Computing stuff tied to the physical world

Serial bridge

by Thorsten von Eicken

The main purpose of the esp-bridge is to serve as a serial bridge: bridge a TCP connection to the serial port. This allows programs that reprogram AVR and ARM processors to do their work remotely by connecting to the processor via TCP instead of via an attached serial cable or a USB cable with a serial converter chip like an FTDI FT232R. The serial bridge also allows users to connect to the attached processor using a terminal program in order to see debug output or to send input keystrokes:

DSC 5129

Any of these use-cases starts by running an application on a laptop (or other linux or windows computer) that opens a TCP connection to the esp-bridge. For example, my Makefile for Arduino sketches ends up invoking avrdude like this:

/home/arduino-1.0.5/hardware/tools/avrdude \
    -C /home/arduino-1.0.5/hardware/tools/avrdude.conf -DV -patmega328p \
    -Pnet:esp-bridge:23 -carduino -b115200 -U flash:w:my_sketch.hex:i

Notice the -Pnet:esp-bridge:23 option which directs avrdude to open a network connection to port 23 of host ‘esp-bridge’ instead of a local serial port. For this to work, the first piece necessary on the esp-bridge is a listener, which is something that listens to TCP connections to port 23.

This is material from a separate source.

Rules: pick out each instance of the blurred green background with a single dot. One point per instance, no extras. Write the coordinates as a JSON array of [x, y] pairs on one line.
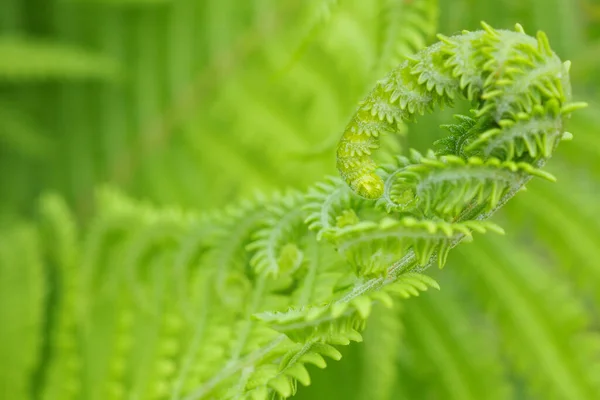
[[199, 103]]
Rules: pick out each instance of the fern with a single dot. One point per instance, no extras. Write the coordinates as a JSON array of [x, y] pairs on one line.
[[29, 59], [237, 303]]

Before diving into the code a word about names: esp-bridge is the specific prototype board being described in these episodes, and esp-link, which we’ll come to in a moment, is the software/firmware running on esp-bridge that implements all the features. Esp-link can be used for other boards similar to the esp-bridge.

Creating a TCP server

The key lines of code to set-up a listener for port 23 are:

static struct espconn serbridgeConn;
serbridgeConn.type = ESPCONN_TCP;
serbridgeConn.state = ESPCONN_NONE;
serbridgeTcp.local_port = port;
serbridgeConn.proto.tcp = &serbridgeTcp;
espconn_regist_connectcb(&serbridgeConn, serbridgeConnectCb);
espconn_accept(&serbridgeConn);
espconn_tcp_set_max_con_allow(&serbridgeConn, MAX_CONN);
espconn_regist_time(&serbridgeConn, SER_BRIDGE_TIMEOUT, 0);

(The code can be found on GitHub, which points to the release 0.9.5 tag of esp-link. By the time you read this there are likely to be newer releases out.)

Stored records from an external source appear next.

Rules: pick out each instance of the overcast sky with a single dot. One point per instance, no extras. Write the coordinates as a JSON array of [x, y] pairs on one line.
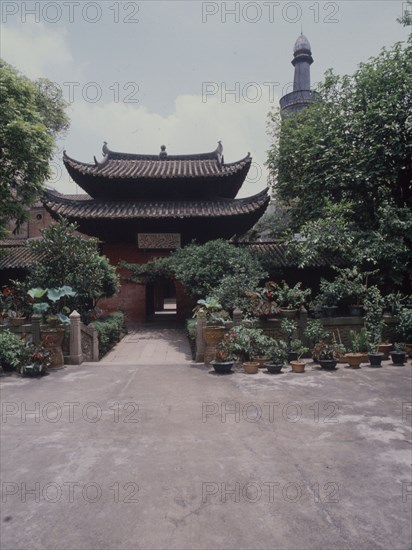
[[146, 73]]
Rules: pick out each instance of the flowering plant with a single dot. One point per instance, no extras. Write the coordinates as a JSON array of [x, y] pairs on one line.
[[262, 301], [36, 361]]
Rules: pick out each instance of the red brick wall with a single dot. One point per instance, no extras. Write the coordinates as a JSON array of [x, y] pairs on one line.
[[132, 297]]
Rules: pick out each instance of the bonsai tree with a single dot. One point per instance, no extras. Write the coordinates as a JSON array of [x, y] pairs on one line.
[[12, 350], [55, 302], [374, 322], [262, 302], [404, 326], [289, 327], [292, 297], [358, 341], [245, 342], [212, 310], [277, 353], [329, 294], [315, 332]]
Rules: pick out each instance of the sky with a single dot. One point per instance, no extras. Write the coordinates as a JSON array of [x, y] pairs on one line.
[[184, 74]]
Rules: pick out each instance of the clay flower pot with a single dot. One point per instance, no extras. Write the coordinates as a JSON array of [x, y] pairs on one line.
[[375, 359], [298, 366], [328, 364], [222, 367], [251, 367], [354, 360], [398, 358], [274, 369], [385, 349]]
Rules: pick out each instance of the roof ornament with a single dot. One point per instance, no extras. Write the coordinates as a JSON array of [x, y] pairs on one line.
[[219, 152], [105, 149]]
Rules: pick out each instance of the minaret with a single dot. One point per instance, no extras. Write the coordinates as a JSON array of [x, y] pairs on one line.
[[302, 95]]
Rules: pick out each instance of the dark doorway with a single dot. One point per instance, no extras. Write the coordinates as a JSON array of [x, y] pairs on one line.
[[161, 301]]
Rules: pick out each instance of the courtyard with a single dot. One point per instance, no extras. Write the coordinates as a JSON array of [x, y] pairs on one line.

The first 5 lines set-up a socket descriptor for a TCP listener. The first call, to espconn_regist_connectcb, adds a callback function to the socket descriptor and then the call to espconn_accept creates the listener socket itself. Readers familiar with the BSD socket API will notice that this call in the Espressif library, as many others, is misnamed: it should really have been called listen *instead of *accept. Sigh.

The following two calls set the maximum number of simultaneous connections to MAX_CONN (which is set to 4 elsewhere) and the timeout for inactive connections.

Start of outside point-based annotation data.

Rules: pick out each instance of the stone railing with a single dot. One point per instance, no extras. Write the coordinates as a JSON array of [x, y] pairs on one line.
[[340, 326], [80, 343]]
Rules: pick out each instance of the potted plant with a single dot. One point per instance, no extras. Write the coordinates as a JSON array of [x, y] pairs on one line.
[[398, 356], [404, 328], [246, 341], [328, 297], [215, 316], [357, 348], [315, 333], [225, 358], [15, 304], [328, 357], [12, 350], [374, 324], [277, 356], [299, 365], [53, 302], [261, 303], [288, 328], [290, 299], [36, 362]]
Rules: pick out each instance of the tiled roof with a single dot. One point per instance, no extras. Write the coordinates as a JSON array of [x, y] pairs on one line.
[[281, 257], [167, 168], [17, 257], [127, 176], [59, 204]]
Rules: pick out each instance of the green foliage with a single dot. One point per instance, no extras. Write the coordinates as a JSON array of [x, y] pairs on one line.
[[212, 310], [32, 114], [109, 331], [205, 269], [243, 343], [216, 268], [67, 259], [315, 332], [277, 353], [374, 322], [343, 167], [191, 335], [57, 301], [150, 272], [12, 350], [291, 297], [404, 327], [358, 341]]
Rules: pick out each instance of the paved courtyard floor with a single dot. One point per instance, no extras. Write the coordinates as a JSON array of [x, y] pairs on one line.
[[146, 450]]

To understand what this code does, a little detour into the threading model is needed. The difficulty with network communication and bidirectional TCP communication is that multiple tasks need to be handled in parallel. For example, packets with data may arrive at any time on the TCP connection and need to be received and pushed into the UART. While this is happening, additional packets with more data may arrive and need to be queued. In addition, data can start coming in on the UART at the same time. It needs to be collected, and sent over the TCP connection. Furthermore, additional TCP connections can be established at the same time and add more concurrent activity to the mix.

In many programming environments this concurrency can be solved by using multiple processes or multiple threads. However, that is not a good idea on the esp8266 because memory is very limited and the LwIP library is not multithreaded among other reasons. Instead a callback mechanism is used where all activity runs on a single thread and gets interleaved by the communication library calling back into the user code whenever something needs doing. Thus there isn’t really any “main loop” in the user program. Instead, the main program sets up callbacks, like the above, that the Espressif SDK communications code calls.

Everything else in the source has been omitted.